Idaho Fish and Game confirmed and released news of a case of Treponema Associated Hoof Disease (TAHD) in an elk harvested by a hunter in 2018. It is the first time a case has been recorded in the state.
The confirmed elk samples were sent to Washington State University, where an on-going Washington Department of Fish and Wildlife (WDFW) research project has been established to learn more about the disease.
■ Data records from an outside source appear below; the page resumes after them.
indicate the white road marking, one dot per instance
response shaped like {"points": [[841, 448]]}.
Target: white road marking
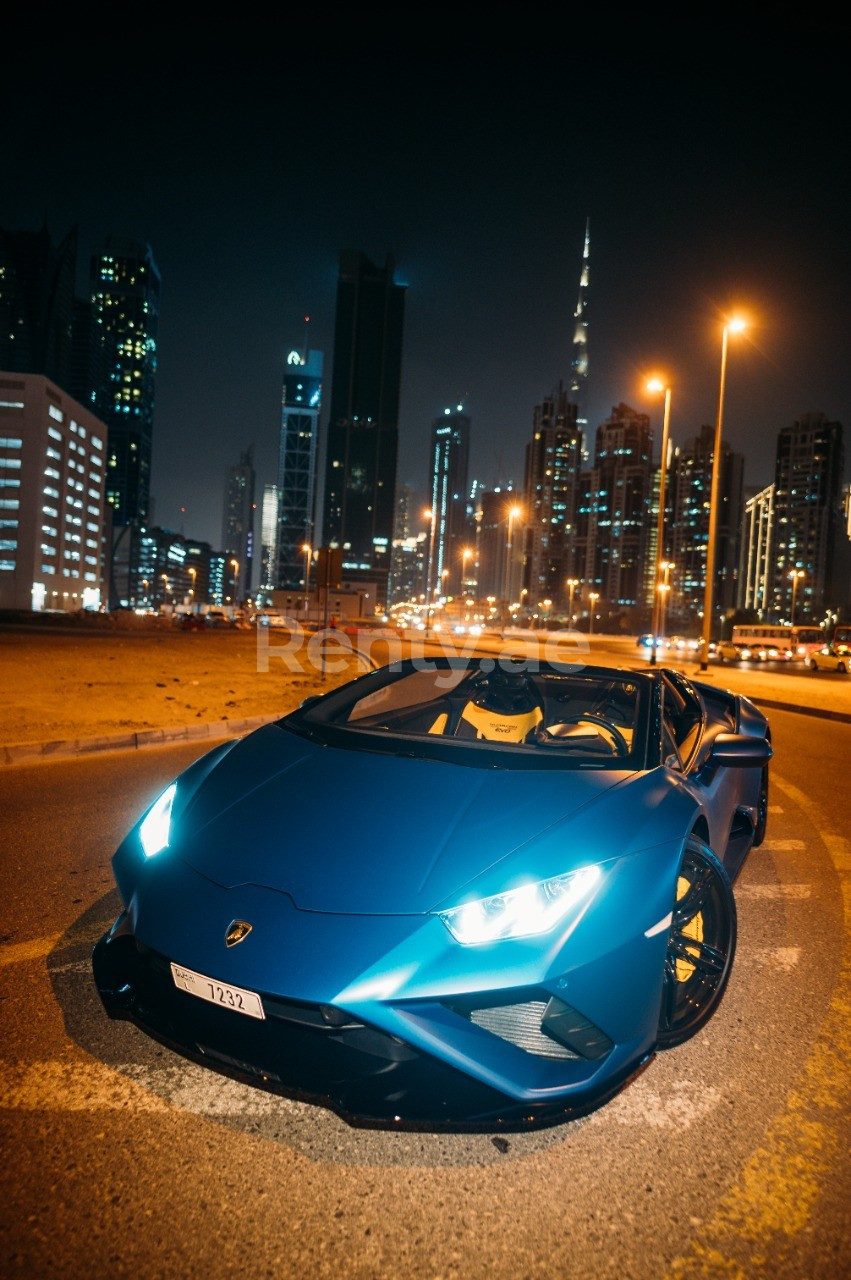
{"points": [[94, 1087], [774, 892], [783, 959], [18, 952], [682, 1106]]}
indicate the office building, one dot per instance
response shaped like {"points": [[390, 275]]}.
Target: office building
{"points": [[448, 458], [808, 516], [269, 516], [687, 526], [364, 419], [51, 497], [613, 513], [553, 464], [238, 519], [126, 301], [301, 406]]}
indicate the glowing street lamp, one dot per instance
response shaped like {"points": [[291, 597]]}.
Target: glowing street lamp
{"points": [[795, 575], [735, 325], [466, 556], [513, 513], [655, 384], [572, 583], [593, 597], [430, 515], [309, 551]]}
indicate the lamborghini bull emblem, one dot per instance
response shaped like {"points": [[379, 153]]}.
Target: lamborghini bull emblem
{"points": [[237, 932]]}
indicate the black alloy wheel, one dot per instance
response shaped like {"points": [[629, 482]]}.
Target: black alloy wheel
{"points": [[701, 946], [762, 810]]}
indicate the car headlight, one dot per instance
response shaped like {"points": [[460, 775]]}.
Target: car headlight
{"points": [[521, 912], [154, 831]]}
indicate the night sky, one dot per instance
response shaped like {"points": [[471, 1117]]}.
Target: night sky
{"points": [[714, 172]]}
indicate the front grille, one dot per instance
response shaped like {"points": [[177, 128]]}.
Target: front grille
{"points": [[521, 1025]]}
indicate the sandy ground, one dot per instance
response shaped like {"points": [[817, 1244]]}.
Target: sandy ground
{"points": [[91, 682]]}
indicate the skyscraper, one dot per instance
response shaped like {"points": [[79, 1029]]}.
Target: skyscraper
{"points": [[126, 301], [301, 405], [808, 513], [448, 462], [238, 517], [580, 356], [269, 536], [613, 510], [364, 421], [687, 525], [553, 464]]}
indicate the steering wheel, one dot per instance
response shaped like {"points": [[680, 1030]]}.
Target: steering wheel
{"points": [[620, 744]]}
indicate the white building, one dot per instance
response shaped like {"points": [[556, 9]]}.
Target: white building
{"points": [[51, 497]]}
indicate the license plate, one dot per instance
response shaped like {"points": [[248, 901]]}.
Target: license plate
{"points": [[218, 992]]}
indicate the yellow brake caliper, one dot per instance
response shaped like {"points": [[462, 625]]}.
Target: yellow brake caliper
{"points": [[694, 929]]}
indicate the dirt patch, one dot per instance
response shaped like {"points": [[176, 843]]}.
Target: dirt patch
{"points": [[88, 682]]}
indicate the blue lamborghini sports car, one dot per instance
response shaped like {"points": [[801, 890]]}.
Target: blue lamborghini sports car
{"points": [[470, 894]]}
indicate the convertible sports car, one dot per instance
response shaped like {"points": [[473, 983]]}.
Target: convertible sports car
{"points": [[470, 894]]}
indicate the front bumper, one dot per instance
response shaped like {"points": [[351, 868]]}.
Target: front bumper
{"points": [[362, 1072]]}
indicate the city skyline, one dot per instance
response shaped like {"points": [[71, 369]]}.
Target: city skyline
{"points": [[727, 199]]}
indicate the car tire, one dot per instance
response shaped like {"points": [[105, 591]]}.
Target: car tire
{"points": [[701, 945], [762, 810]]}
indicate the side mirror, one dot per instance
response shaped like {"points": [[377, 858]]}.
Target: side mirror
{"points": [[740, 752]]}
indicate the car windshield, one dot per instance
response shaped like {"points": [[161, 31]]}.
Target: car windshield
{"points": [[489, 713]]}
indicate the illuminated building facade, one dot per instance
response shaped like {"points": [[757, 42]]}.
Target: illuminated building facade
{"points": [[364, 420], [51, 497], [301, 406], [238, 519], [613, 512], [449, 461], [689, 487], [126, 304], [580, 356], [553, 462]]}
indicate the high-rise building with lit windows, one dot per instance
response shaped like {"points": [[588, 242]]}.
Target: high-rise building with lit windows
{"points": [[51, 497], [238, 519], [301, 407], [808, 516], [126, 302], [689, 487], [364, 420], [613, 511], [448, 461], [553, 465]]}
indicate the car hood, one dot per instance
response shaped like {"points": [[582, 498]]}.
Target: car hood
{"points": [[364, 832]]}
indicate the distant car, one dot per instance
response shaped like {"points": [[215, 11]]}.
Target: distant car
{"points": [[831, 658], [529, 894], [728, 652], [218, 618]]}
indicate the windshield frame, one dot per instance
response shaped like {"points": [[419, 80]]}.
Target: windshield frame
{"points": [[318, 722]]}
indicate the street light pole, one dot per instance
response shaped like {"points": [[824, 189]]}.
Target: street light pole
{"points": [[429, 515], [795, 575], [572, 583], [508, 566], [593, 597], [731, 327], [655, 385]]}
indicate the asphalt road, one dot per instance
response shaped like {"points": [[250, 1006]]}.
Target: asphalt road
{"points": [[728, 1157]]}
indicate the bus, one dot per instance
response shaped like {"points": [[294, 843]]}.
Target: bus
{"points": [[776, 643]]}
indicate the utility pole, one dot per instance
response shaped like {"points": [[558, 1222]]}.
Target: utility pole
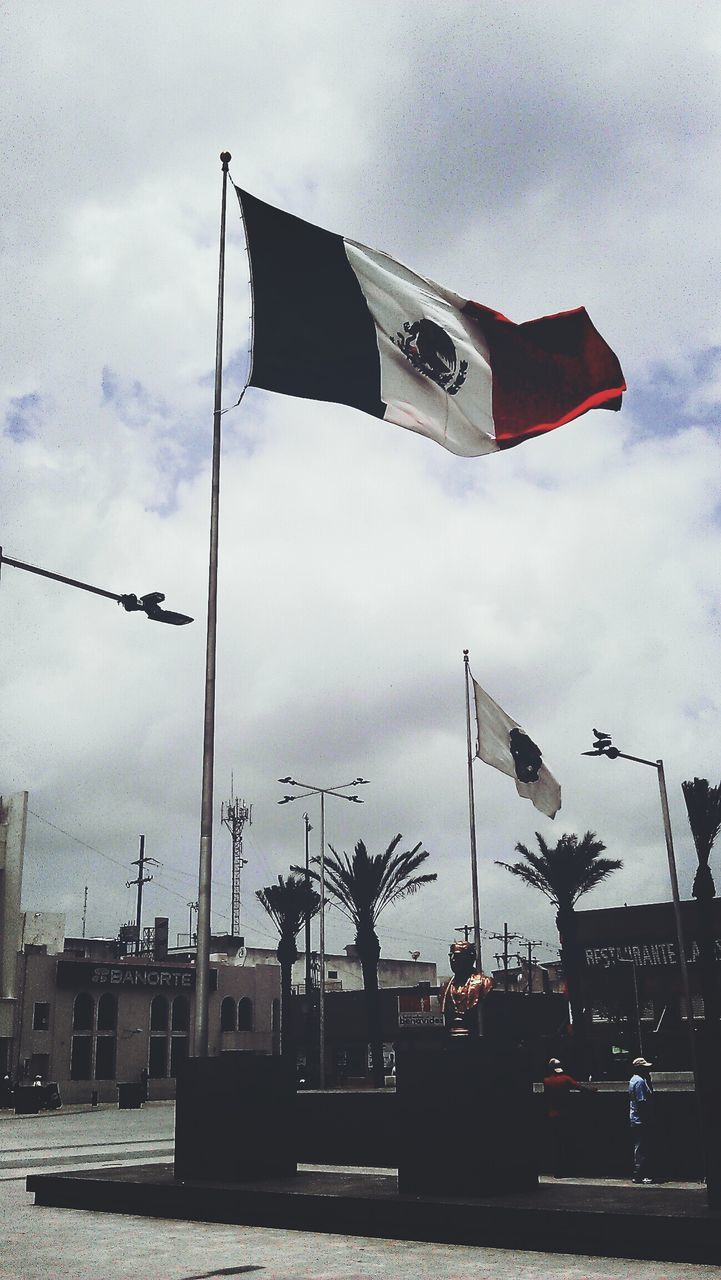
{"points": [[307, 956], [505, 937], [233, 816], [192, 906], [141, 862], [530, 945]]}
Idaho had dealt with some information or observations hinting towards TAHD-positive elk, but no definitive cases were ever recorded.
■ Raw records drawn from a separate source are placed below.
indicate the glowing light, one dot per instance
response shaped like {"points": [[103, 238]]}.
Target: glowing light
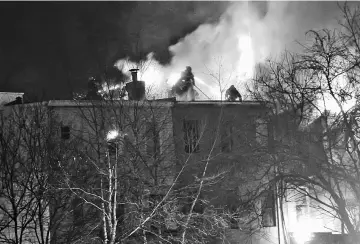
{"points": [[247, 61], [150, 70], [173, 78], [112, 134]]}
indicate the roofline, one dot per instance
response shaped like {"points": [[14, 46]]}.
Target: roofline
{"points": [[15, 93], [91, 103], [220, 102]]}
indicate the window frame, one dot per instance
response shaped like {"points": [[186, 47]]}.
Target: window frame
{"points": [[191, 130]]}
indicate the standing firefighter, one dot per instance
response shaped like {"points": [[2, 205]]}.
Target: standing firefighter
{"points": [[184, 87], [232, 94]]}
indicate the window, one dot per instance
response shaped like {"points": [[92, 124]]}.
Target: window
{"points": [[268, 209], [152, 141], [78, 211], [227, 138], [301, 204], [191, 136], [112, 148], [65, 132]]}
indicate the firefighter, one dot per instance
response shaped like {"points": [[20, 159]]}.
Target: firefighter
{"points": [[232, 94], [185, 84]]}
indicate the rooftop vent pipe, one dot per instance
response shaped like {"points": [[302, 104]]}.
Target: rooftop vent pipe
{"points": [[134, 74], [136, 88]]}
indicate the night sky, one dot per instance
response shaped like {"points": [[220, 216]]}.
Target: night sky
{"points": [[50, 49]]}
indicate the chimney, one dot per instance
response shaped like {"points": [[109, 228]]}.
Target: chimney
{"points": [[136, 88], [134, 74]]}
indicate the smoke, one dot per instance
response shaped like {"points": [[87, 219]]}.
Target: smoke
{"points": [[226, 52]]}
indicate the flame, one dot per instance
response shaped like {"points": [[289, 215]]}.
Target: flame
{"points": [[112, 134]]}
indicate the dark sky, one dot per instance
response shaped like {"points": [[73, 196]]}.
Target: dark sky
{"points": [[49, 49]]}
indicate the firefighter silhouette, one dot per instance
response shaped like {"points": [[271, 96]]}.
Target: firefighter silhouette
{"points": [[232, 94], [185, 84]]}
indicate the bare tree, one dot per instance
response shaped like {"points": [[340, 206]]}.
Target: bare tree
{"points": [[314, 97], [29, 201]]}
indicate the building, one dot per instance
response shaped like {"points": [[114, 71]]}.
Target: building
{"points": [[222, 147]]}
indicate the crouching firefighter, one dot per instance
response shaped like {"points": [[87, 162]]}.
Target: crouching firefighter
{"points": [[232, 94]]}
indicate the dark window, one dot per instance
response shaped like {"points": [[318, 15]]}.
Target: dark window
{"points": [[78, 211], [191, 135], [152, 141], [301, 206], [112, 148], [268, 209], [65, 132], [227, 138]]}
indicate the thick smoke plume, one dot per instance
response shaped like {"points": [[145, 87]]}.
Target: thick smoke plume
{"points": [[227, 52]]}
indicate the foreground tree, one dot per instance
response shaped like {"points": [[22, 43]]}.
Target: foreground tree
{"points": [[315, 114], [29, 199]]}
Wild elk herds infected with hoof disease have been previously confirmed in Washington and Northwest Oregon.
TAHD is associated with a spirochete bacterium, Treponema spp. The disease is marked by hoof abnormalities, ranging from broken or elongated hooves, as well as missing hooves altogether. Ungulates with TAHD often have trouble walking, and the potential impacts are often dire.
The definitive cause of the disease has yet to be discovered. Even if an elk population has seen a TAHD-positive confirmation, the transfer process from one animal to another is not fully understood. Other susceptible animals (especially domestic livestock) and overall wildlife and habitat ramifications are unknown as well.
Idaho Fish and Game will increase surveillance for TAHD in the state and distribute more information to the public. Their hope is to receive help reporting elk that appear to have trouble walking, or that have odd-looking hooves. Anyone who witnesses such behavior can report incidents online or call Fish and Game's Wildlife Health Laboratory at (208) 939-9171. Photographs of the animals, and specifically their infected limbs, can be used as evidence, as well as the actual lower legs for examination.
Now that the first animal in Idaho have been conformed to have TAHD, wildlife managers will have a new condition to address.